Frankly, humans were more fortunate than Sabre Tooth Tigers and Wooly Mammoths and many other now-extinct species. Well, those lucky few who actually survived not only "the event", but also the subsequent massive volcanoes, earthquakes, droughts, floods and tsunamis that were spread over another few thousand years.

People are people, and among the survivors some chose to travel east, some west, some north and some south. Some were violent warriors and some were peaceful artists; some were industrious and some were lazy. Some were leaders and some were followers.
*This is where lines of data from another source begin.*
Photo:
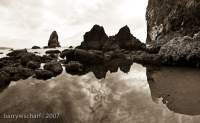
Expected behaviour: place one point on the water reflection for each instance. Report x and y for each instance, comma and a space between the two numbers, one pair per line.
178, 86
118, 98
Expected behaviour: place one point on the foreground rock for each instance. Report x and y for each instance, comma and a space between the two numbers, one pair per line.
17, 73
53, 40
52, 52
35, 47
33, 65
43, 74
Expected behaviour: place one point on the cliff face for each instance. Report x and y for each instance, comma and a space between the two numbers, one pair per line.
174, 25
167, 19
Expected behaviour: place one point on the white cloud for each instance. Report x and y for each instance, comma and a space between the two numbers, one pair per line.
25, 23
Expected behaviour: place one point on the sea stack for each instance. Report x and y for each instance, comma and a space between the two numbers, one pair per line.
53, 40
95, 38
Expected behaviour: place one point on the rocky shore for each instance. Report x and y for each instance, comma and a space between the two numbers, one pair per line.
98, 53
173, 37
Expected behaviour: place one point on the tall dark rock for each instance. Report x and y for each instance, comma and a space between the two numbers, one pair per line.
53, 40
95, 38
174, 25
127, 41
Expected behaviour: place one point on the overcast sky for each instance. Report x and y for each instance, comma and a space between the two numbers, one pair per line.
24, 23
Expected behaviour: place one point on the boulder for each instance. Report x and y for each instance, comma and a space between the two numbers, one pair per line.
43, 74
35, 47
74, 67
17, 53
25, 58
94, 39
53, 40
47, 58
33, 65
54, 66
68, 53
17, 73
89, 57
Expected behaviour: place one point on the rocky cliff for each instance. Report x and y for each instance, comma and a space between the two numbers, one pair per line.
174, 25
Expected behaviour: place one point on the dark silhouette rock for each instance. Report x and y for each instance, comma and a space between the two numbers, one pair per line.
25, 58
54, 66
74, 67
53, 40
45, 47
94, 39
47, 58
17, 73
182, 51
89, 57
52, 52
43, 74
68, 53
17, 53
33, 65
4, 79
35, 47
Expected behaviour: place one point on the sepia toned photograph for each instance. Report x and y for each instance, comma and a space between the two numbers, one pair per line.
100, 61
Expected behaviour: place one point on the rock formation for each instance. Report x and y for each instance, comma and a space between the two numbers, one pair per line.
53, 40
126, 40
174, 26
97, 39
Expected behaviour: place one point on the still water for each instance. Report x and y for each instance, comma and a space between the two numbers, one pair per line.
143, 95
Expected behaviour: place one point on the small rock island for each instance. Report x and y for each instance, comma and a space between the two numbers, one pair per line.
173, 38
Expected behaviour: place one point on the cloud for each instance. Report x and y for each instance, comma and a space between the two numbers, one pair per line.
33, 21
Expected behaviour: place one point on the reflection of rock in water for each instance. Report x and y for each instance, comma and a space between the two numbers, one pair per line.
179, 88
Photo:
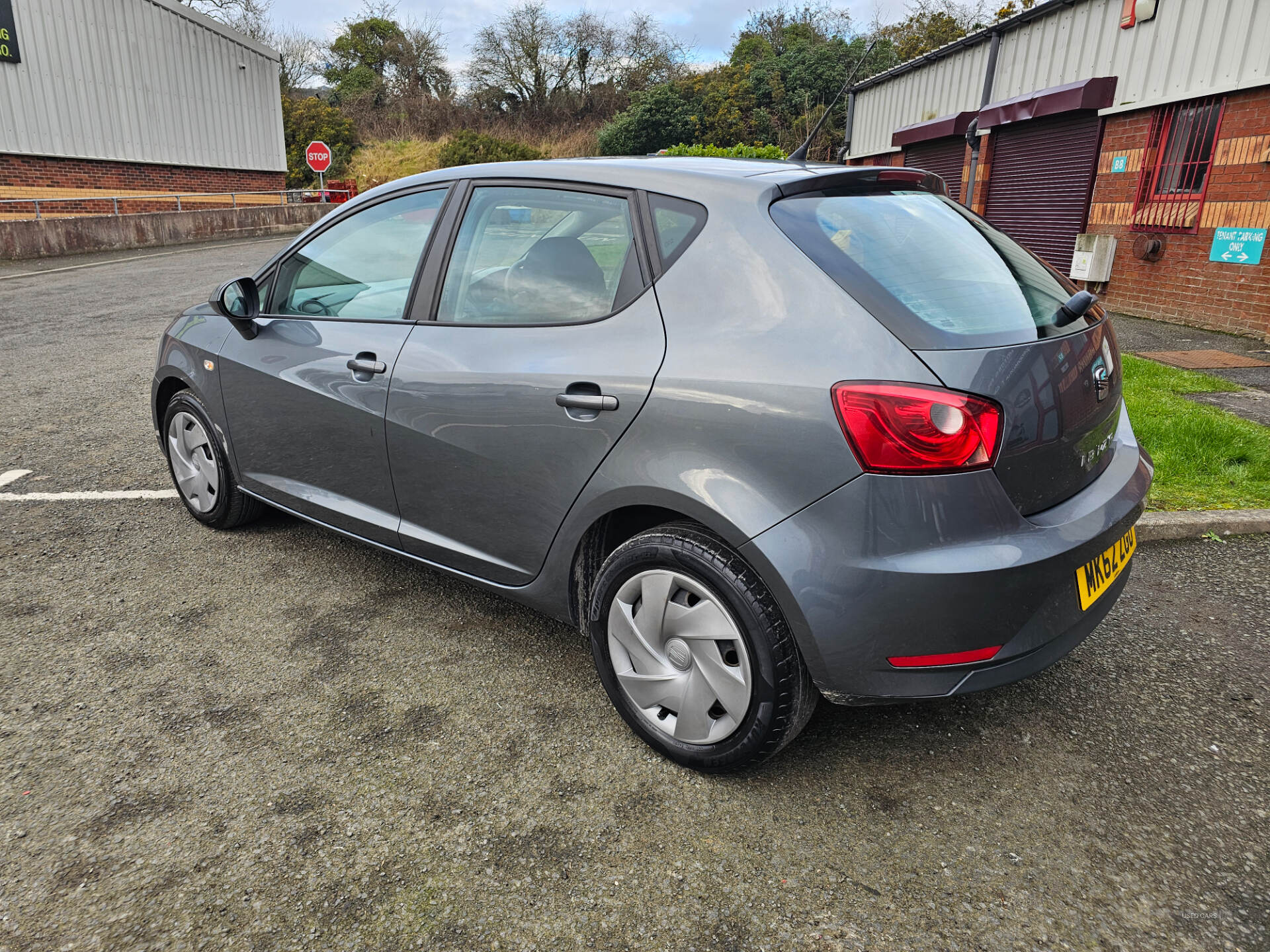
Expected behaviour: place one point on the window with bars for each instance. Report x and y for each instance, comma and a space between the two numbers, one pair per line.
1176, 164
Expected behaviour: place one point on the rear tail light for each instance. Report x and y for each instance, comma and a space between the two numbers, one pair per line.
902, 428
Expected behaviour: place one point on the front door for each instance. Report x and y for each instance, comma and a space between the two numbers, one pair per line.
544, 348
305, 397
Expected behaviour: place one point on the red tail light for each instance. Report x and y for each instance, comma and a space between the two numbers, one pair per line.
904, 428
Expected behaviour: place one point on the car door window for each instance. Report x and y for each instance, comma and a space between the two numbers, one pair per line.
540, 255
361, 267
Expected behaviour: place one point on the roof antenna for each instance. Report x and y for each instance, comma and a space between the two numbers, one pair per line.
799, 155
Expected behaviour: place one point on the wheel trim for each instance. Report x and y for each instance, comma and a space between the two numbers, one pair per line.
193, 462
698, 696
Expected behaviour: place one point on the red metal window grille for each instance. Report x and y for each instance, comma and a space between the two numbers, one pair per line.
1175, 165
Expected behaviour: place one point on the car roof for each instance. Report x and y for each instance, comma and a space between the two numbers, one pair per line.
690, 177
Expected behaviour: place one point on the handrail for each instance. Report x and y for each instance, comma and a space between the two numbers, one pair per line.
169, 196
Most simply wanted their children to enjoy a better life.

We are taught the Egyptians built at right angles in alignment with the sun and the stars in 3,000BC, approximately the same time as people in Iraq and Pakistan were also learning to speak, add and cultivate, as well as dance, draw and build. We are taught that specific metals define our modern ages, such as Bronze, then Iron.

Bronze is created by melting together copper and tin. After using clubs of wood and pieces of bone, we are taught that chipped stone tools enabled our survival in those preceding millennia. There are anomolies we must examine.

There are flint axe heads that are labelled neolithic, and from China very curiously there are Cong Tubes and Bi Discs made of jade. All three would have taken a very long time to craft. This doesn't take into consideration the massive monuments and structures that were created during the so-called Neolithic period.

This blog will examine these anomolies throughout the past 10,000 years.